J. F. McCullough (soprannominato Grandpa) e Alex McCullough inventano il gelato soft, antesignano del Dairy Queen, perché si accorgono che la miscela pare più saporita prima della fase finale di congelamento, quindi studiano come incorporare più aria nel gelato.

Dal Dopoguerra a oggi

Mentre negli Stati Uniti si aprono le prime fabbriche, in Italia il gelato confezionato arriva solo nel Dopoguerra, con i primi gelati sullo stecco che aprono la strada a un vero e proprio boom negli anni Cinquanta e Sessanta che dura ininterrotto.
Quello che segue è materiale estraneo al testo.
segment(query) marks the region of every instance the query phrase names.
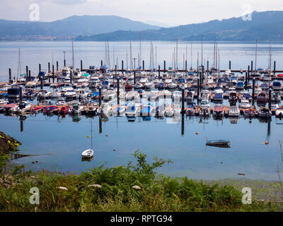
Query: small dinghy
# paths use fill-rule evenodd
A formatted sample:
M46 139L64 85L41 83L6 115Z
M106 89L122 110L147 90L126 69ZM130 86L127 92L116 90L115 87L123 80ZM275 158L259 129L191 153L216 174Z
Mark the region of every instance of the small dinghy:
M93 156L93 150L92 150L92 149L88 149L88 150L83 150L83 153L81 153L81 157L83 159L91 158Z
M230 143L229 140L207 141L206 145L208 146L228 145Z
Perché, mentre da un lato continua l’affinamento delle tecniche e degli ingredienti del gelato artigianale, dall’altro il Novecento è il secolo del consumo di massa grazie al susseguirsi di innovazioni, di abbinamenti, di tecnologie di surgelamento e di intersezioni con la storia del costume. I cartelloni smaltati dei gelati da passeggio da 100 lire suscitano a tutti ricordi gustosi ed emozionati, i grandi autori di fumetti vi ci si dedicano (da Jacovitti a Giorgio Cavazzano) e gli slogan entrano nella cultura popolare. I consumi crescono, la produzione migliora i propri standard di qualità e sicurezza. Mentre negli anni Cinquanta in Italia ne mangiavamo due etti e mezzo a testa all’anno, ora siamo a oltre 5 kg (dati Aidi) e il trend è in aumento, perché il gelato ha tutte le carte in regola per essere considerato un alimento gradevolissimo, caratteristico, igienicamente impeccabile, con ottime proprietà nutrizionali in una gamma infinita di varianti e gusti sempre nuovi. E allora vai di gelato.